Road to Morocco
By Fred P. Rohe
EPI travels to the Royal Palace in Skhirat to install geomembranes for a golf course's water features
In April 1991, the U.S. Consulate of Morocco began a search for information about potential materials to use in remodeling an 18 hole golf course at the summer palace of King Hassan II of Morocco. Several lakes and streams were being constructed on the golf course, and the consulate staff needed information for a meeting with the designer, Mr. Cohan.
In Cohan's design, a series of streams, waterfalls, and reflecting pools would transverse the length of the golf course. The plan would add striking visual effects to an already beautiful 20-year-old course. In addition, the design would add the auditory effect of flowing water in this tropical oceanside setting. The water supply was to come from wells on the site and involve a recirculating system for the water features.
The designer was very interested in using a geomembrane to line the water hazards because of the extremely porous soil conditions in the area. In addition, he was faced with the problem of completing construction of the streams and lakes with in 45 days of the initial contact with the fabricator.
Several materials had been considered to line the water features; many were rejected because of the schedule constraints. Concrete was ruled out because of the logistics required to provide the volume of material to be free-formed and placed by hand. A high density polyethylene (HDPE) geomembrane was considered but rejected because specialized equipment and specially trained technicians would need to be sent to the site. A polyvinyl chloride (PVC) geomembrane was a good solution to the problems of logistics and quick completion, but the need for soil cover on the steep side slopes of the streams made PVC an impractical choice.

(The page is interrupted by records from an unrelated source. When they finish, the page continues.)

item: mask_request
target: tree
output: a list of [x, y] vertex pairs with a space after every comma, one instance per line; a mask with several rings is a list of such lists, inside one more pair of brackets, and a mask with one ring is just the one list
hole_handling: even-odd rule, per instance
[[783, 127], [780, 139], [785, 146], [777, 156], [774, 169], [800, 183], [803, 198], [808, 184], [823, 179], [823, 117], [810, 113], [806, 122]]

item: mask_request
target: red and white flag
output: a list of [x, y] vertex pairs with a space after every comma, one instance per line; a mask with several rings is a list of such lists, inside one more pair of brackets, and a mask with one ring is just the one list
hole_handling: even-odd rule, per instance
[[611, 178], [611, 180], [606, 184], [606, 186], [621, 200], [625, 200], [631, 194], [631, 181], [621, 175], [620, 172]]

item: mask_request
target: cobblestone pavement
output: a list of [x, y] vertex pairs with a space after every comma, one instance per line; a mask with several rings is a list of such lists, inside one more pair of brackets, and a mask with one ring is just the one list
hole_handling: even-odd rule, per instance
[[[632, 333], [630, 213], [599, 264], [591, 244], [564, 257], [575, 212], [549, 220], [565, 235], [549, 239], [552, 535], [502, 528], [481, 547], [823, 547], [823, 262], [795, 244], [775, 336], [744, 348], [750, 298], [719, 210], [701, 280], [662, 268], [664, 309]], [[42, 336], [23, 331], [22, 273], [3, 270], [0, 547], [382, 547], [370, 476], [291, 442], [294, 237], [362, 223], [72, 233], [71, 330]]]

The solution was a 20-mil UltraTech unreinforced ethylene interpolymer alloy liner, which could be prefabricated in large panels and shipped to the project site. The UltraTech material could be exposed to the weather and installed by the local labor force with minimal training if experienced supervisors oversaw the work.

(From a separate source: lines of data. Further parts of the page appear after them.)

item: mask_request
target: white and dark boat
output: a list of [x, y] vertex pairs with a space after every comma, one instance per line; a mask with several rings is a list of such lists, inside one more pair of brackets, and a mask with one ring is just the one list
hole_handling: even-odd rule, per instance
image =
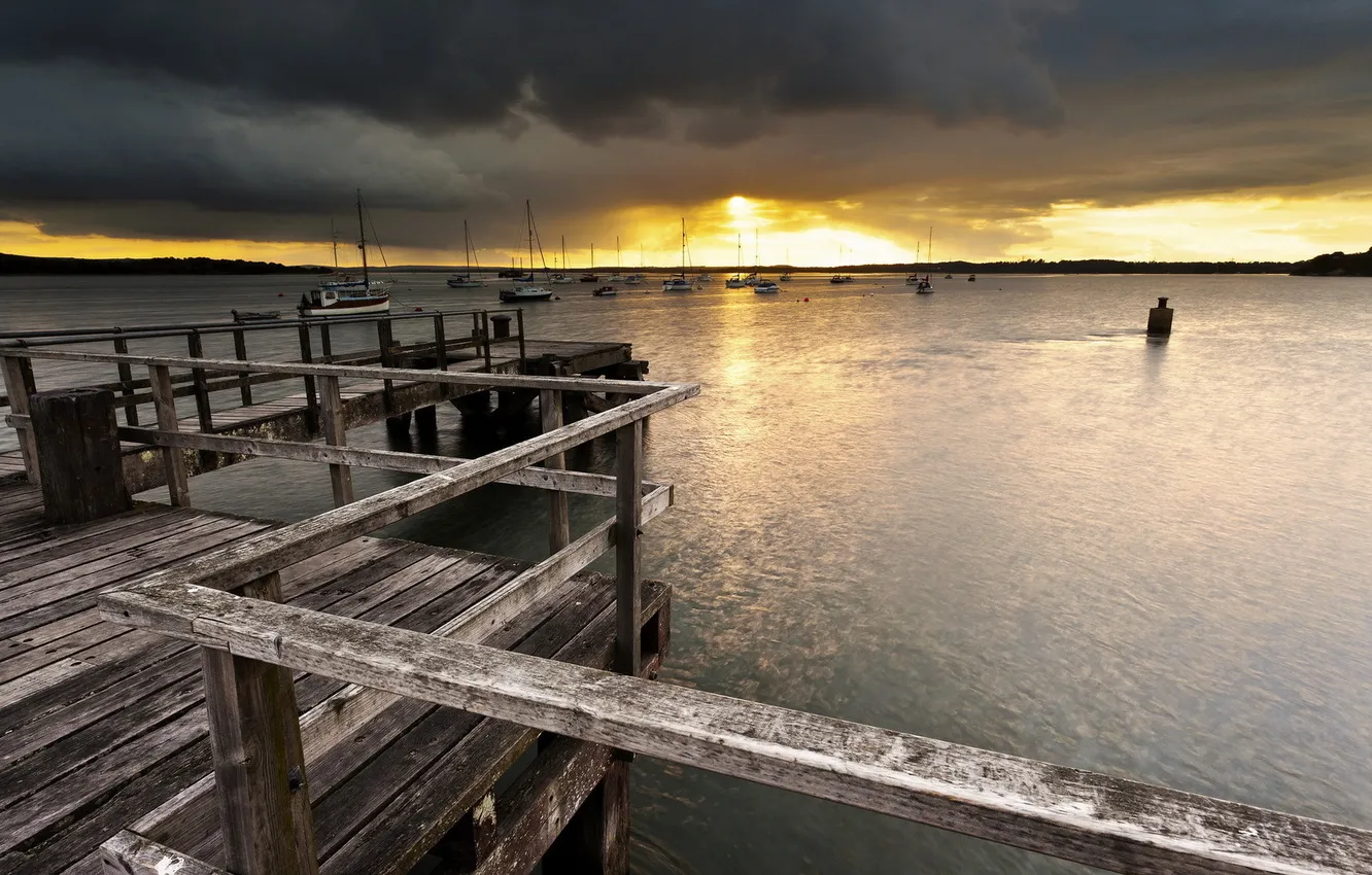
[[[499, 298], [504, 302], [516, 302], [516, 300], [552, 300], [553, 299], [553, 289], [545, 288], [542, 285], [535, 285], [532, 283], [532, 280], [534, 280], [534, 272], [532, 272], [532, 267], [534, 267], [534, 235], [536, 232], [534, 230], [534, 207], [532, 207], [532, 204], [530, 204], [528, 200], [524, 202], [524, 221], [525, 221], [525, 224], [528, 226], [528, 266], [530, 266], [530, 272], [528, 272], [527, 277], [520, 277], [514, 283], [513, 287], [510, 287], [510, 288], [502, 288], [499, 291]], [[538, 254], [539, 254], [539, 256], [543, 255], [543, 245], [542, 244], [539, 244], [539, 247], [538, 247]], [[543, 273], [549, 274], [547, 261], [546, 259], [543, 261]]]
[[[466, 229], [466, 219], [462, 219], [462, 255], [466, 258], [466, 270], [462, 273], [454, 273], [447, 278], [449, 288], [482, 288], [486, 281], [479, 276], [482, 266], [476, 263], [473, 258], [476, 255], [476, 247], [472, 245], [472, 232]], [[472, 270], [472, 265], [476, 263], [476, 272]]]
[[663, 280], [664, 292], [689, 292], [696, 287], [686, 278], [686, 218], [682, 217], [682, 272]]
[[[305, 295], [296, 311], [302, 318], [328, 315], [365, 315], [387, 313], [391, 309], [391, 281], [373, 280], [366, 263], [366, 229], [362, 224], [362, 191], [357, 192], [357, 248], [362, 254], [362, 276], [340, 276], [325, 280]], [[333, 239], [333, 258], [338, 262], [338, 237]]]

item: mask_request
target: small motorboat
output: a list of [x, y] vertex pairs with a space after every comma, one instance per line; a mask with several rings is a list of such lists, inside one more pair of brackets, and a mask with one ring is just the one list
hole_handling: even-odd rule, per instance
[[516, 285], [514, 288], [502, 288], [501, 300], [552, 300], [553, 289], [541, 288], [538, 285]]
[[280, 310], [268, 310], [263, 313], [255, 313], [252, 310], [239, 313], [237, 310], [229, 310], [229, 313], [233, 314], [235, 322], [269, 322], [272, 320], [281, 318]]

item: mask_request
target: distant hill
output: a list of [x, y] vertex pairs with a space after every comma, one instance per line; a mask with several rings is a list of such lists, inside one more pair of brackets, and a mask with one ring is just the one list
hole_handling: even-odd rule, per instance
[[1294, 277], [1372, 277], [1372, 250], [1367, 252], [1329, 252], [1301, 262], [1291, 270]]
[[51, 274], [266, 274], [331, 273], [328, 267], [246, 262], [224, 258], [34, 258], [0, 252], [0, 276]]

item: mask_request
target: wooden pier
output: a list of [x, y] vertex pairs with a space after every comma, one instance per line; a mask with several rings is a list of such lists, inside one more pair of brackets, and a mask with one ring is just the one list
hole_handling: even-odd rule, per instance
[[[465, 365], [442, 324], [435, 362], [0, 346], [22, 447], [0, 480], [0, 875], [623, 874], [634, 754], [1118, 872], [1372, 872], [1362, 830], [656, 682], [671, 588], [639, 540], [672, 488], [645, 481], [642, 428], [697, 388], [498, 365], [488, 318]], [[37, 359], [118, 380], [36, 387]], [[303, 383], [277, 410], [296, 431], [207, 400], [279, 380]], [[543, 432], [475, 459], [347, 446], [412, 388], [532, 396]], [[613, 476], [565, 469], [593, 440]], [[325, 465], [335, 509], [196, 510], [204, 455]], [[357, 498], [358, 465], [425, 476]], [[129, 502], [150, 480], [172, 506]], [[547, 494], [546, 560], [372, 536], [491, 483]], [[568, 492], [615, 513], [572, 532]], [[613, 576], [586, 571], [606, 553]]]

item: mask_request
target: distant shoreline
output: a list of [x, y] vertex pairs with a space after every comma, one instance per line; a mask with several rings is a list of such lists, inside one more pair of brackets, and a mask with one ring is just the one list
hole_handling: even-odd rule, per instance
[[40, 258], [0, 252], [0, 276], [268, 276], [332, 273], [313, 265], [225, 258]]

Environmental Protection Inc. fabricated the material at its plant in Mancelona, Mich. The typical panel size was 12 by 50 meters. The largest panel was 40 by 50 meters for use in a large reflecting pond that would surround a par-3 green. The fabricated material had to arrive in Morocco within 10 days of the order. The liner materials and fusion chemicals were packaged on pallets for air freight, shipped by truck to New York City, flown by Royal Air Moroc to Casablanca, and transferred, again by truck, to the Royal Palace in Skhirat, Morocco.
When the geomembrane was on its way, we followed to supervise its installation. After a 17-hour trip, we arrived in Casablanca on 2 June - minus luggage and tools. When we arrived at the Summer Palace, we met Zerda Fouad, the topographical engineer who had engineered the project from the landscape architects' design. Our first ulcer-inducing discovery was that we had 318,728 square feet of geomembrane fabricated into 33 custom panels but no panel layout. Since he had no previous experience with geomembranes, Fouad had the installation layout and sequence stored in his head!

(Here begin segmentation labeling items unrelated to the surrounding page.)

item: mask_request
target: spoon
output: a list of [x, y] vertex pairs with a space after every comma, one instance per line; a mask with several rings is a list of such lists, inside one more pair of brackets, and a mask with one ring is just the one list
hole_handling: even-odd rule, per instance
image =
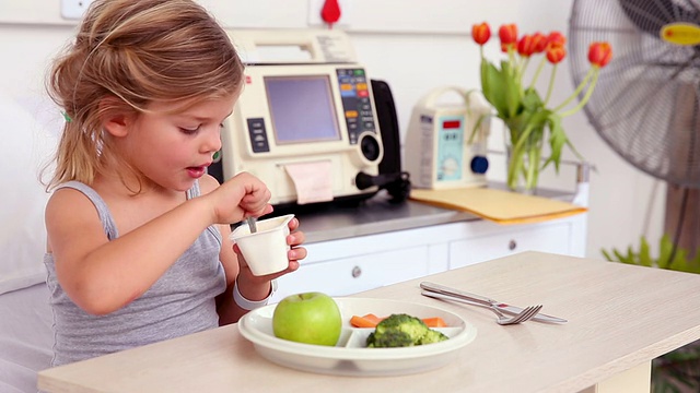
[[248, 223], [248, 228], [250, 228], [250, 234], [255, 234], [258, 231], [258, 224], [255, 217], [248, 217], [245, 219]]

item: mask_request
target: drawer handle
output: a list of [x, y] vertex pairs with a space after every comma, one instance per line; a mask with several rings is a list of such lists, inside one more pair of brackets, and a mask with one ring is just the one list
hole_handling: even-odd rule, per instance
[[361, 275], [362, 275], [362, 269], [360, 269], [360, 266], [352, 267], [352, 277], [353, 278], [358, 278]]

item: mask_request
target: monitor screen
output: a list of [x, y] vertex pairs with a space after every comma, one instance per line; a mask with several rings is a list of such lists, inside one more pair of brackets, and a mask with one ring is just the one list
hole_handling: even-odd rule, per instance
[[278, 144], [338, 141], [338, 116], [327, 75], [266, 76]]

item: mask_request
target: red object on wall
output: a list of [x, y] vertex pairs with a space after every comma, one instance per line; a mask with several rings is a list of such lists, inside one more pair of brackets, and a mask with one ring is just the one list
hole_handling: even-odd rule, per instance
[[320, 17], [331, 27], [340, 19], [340, 4], [338, 0], [326, 0], [320, 9]]

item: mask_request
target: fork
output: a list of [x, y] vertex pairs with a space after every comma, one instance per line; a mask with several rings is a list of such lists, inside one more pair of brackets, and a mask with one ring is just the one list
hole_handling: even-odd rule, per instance
[[513, 315], [513, 317], [506, 317], [501, 311], [499, 311], [498, 309], [495, 309], [493, 307], [489, 307], [489, 310], [493, 311], [497, 315], [499, 315], [499, 319], [495, 321], [498, 324], [500, 324], [500, 325], [509, 325], [509, 324], [516, 324], [516, 323], [525, 322], [525, 321], [532, 319], [533, 317], [535, 317], [539, 312], [539, 310], [541, 310], [541, 308], [542, 308], [541, 305], [529, 306], [529, 307], [526, 307], [525, 309], [523, 309], [523, 311], [521, 311], [518, 314]]
[[524, 308], [523, 311], [521, 311], [520, 313], [517, 313], [517, 314], [515, 314], [513, 317], [506, 317], [501, 311], [499, 311], [495, 307], [492, 307], [492, 306], [480, 305], [480, 303], [477, 303], [477, 302], [464, 300], [464, 299], [460, 299], [460, 298], [455, 298], [455, 297], [452, 297], [452, 296], [445, 295], [445, 294], [433, 293], [433, 291], [430, 291], [430, 290], [423, 290], [423, 291], [421, 291], [421, 295], [431, 297], [433, 299], [464, 301], [464, 302], [468, 302], [470, 305], [477, 305], [477, 306], [481, 306], [483, 308], [488, 308], [489, 310], [493, 311], [493, 313], [495, 313], [499, 317], [499, 319], [495, 322], [498, 324], [500, 324], [500, 325], [510, 325], [510, 324], [516, 324], [516, 323], [522, 323], [522, 322], [528, 321], [533, 317], [537, 315], [539, 310], [541, 310], [541, 308], [542, 308], [541, 305], [529, 306], [529, 307]]

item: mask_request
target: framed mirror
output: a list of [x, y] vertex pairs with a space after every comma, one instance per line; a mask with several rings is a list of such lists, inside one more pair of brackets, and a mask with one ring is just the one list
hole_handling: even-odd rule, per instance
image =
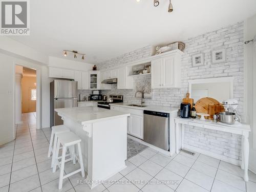
[[188, 92], [194, 103], [204, 97], [211, 97], [221, 103], [232, 98], [233, 77], [217, 77], [188, 80]]

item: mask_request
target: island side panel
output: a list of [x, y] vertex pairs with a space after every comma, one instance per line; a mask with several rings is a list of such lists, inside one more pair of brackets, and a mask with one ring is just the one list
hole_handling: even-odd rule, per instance
[[83, 126], [82, 125], [81, 123], [73, 121], [68, 118], [63, 118], [63, 122], [64, 125], [69, 127], [71, 132], [81, 138], [81, 150], [82, 151], [83, 166], [86, 172], [88, 173], [88, 146], [91, 138], [88, 137], [87, 133], [83, 130]]
[[126, 167], [127, 117], [94, 123], [92, 130], [88, 179], [105, 180]]

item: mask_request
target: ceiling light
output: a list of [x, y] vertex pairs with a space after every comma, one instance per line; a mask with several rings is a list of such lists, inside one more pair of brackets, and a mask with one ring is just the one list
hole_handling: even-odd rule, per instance
[[157, 7], [159, 5], [159, 1], [158, 0], [154, 0], [154, 6]]
[[169, 4], [169, 8], [168, 8], [168, 12], [169, 13], [170, 13], [170, 12], [173, 12], [173, 10], [174, 10], [174, 9], [173, 9], [173, 4], [172, 4], [172, 2], [170, 2], [170, 3]]
[[64, 56], [65, 57], [66, 57], [67, 55], [67, 52], [71, 52], [71, 53], [74, 53], [74, 58], [75, 59], [77, 58], [77, 56], [76, 55], [82, 55], [82, 60], [84, 60], [84, 55], [86, 55], [84, 53], [78, 53], [78, 52], [77, 51], [74, 51], [74, 50], [73, 50], [73, 51], [63, 50], [63, 51], [65, 51]]

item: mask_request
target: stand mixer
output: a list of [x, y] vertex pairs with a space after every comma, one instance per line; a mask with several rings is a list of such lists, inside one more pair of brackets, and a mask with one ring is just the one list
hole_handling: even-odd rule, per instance
[[234, 113], [239, 119], [239, 122], [241, 121], [241, 119], [238, 114], [237, 108], [238, 105], [238, 101], [234, 99], [228, 99], [222, 101], [222, 104], [226, 112]]

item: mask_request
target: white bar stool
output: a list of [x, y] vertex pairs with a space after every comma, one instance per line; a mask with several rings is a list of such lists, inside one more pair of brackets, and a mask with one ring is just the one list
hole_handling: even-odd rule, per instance
[[[82, 152], [81, 151], [81, 139], [75, 135], [74, 133], [69, 132], [59, 133], [57, 134], [57, 143], [56, 152], [55, 153], [55, 156], [54, 161], [53, 172], [56, 172], [56, 168], [57, 165], [59, 166], [60, 172], [59, 173], [59, 189], [62, 187], [63, 180], [67, 177], [75, 174], [78, 172], [81, 172], [82, 177], [84, 177], [84, 169], [83, 168], [83, 163], [82, 161]], [[59, 161], [58, 152], [60, 144], [62, 145], [61, 161]], [[75, 146], [77, 145], [77, 150], [78, 152], [78, 158], [75, 154]], [[70, 151], [70, 158], [66, 159], [66, 150], [67, 148], [69, 147]], [[77, 159], [80, 164], [80, 168], [71, 172], [68, 174], [64, 176], [64, 166], [65, 162], [73, 160], [73, 164], [76, 163], [76, 159]]]
[[[57, 134], [58, 133], [65, 133], [69, 132], [70, 130], [69, 128], [64, 125], [53, 126], [52, 127], [52, 134], [51, 134], [51, 139], [50, 140], [50, 145], [48, 150], [48, 158], [51, 156], [51, 153], [52, 152], [52, 157], [55, 157], [54, 153], [56, 151], [56, 146], [57, 145]], [[52, 143], [53, 141], [53, 138], [54, 138], [54, 142], [53, 147]], [[51, 167], [53, 166], [53, 160], [52, 158], [52, 162]]]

We decided to start installing at the end of the stream at the highest elevation and work down the slope. We first selected the panel sizes that most closely fit the areas to be lined. The streams had been cut and shaped and a 6-inch sand cushion placed by hand prior to our arrival. We requested 10 laborers to begin digging an anchor trench at the perimeter. To our amazement, within 15 minutes, approximately 40 workers arrived at our location. We discovered later that more than 200 men were working at the site. After several hours of digging in the rock-hard soil with antiquated picks and shovels, we appropriated a road grader to cut a V-trench through the sod and topsoil to speed the trenching process.
Our next challenge surfaced in the form of 36 concrete bridges. We had not been told the bridges existed and were not prepared for the sealing that would be necessary where the membrane and bridges abutted. Footbridges every 80 to 100 meters would provide access for golfers and water level control along the sloping site. Cart bridges were located strategically along the fairway cart paths. Vehicle bridges in several areas would provide access for maintenance vehicles and the king's limousine. No provision had been made for battening or fastening the geomembrane to the concrete bridges. Since treated lumber, stainless steel, and ramset fasteners were not available at a corner hardware store, the challenge seemed formidable. Within the next several days, though, Zerduaoui Rachid, the construction foreman on the project, had assembled the necessary materials and equipment. Our first panel could have been installed easily by four men, but we had 40 who all wanted to help and were eager to work with materials they had never seen. We trained two men to do the field welding of the panels' seams and managed to install four panels the first day.
Our second day was much more productive. We cut and fit the stream panels in the most economical fashion to eliminate as much waste as possible. The short field seams (usually 10 to 20 meters) were quick and easy to weld. We calculated that cutting trapezoidal shapes would create a few more field seams but waste much less material, with the excess to be used on the curves and corners.
The installation was completed on time with minimal disruption to the balance of the project or other work on the course. Rachiid’s crew of 12 men installed the balance of the 300,000 square feet of liner in eight days. By the middle of the third day, the crew had taken over the project completely. By the fourth day, Rachid and Fouad were firmly in control of the installation, with only our minimal supervision and advice. And on the fourth day our luggage and tools finally arrived!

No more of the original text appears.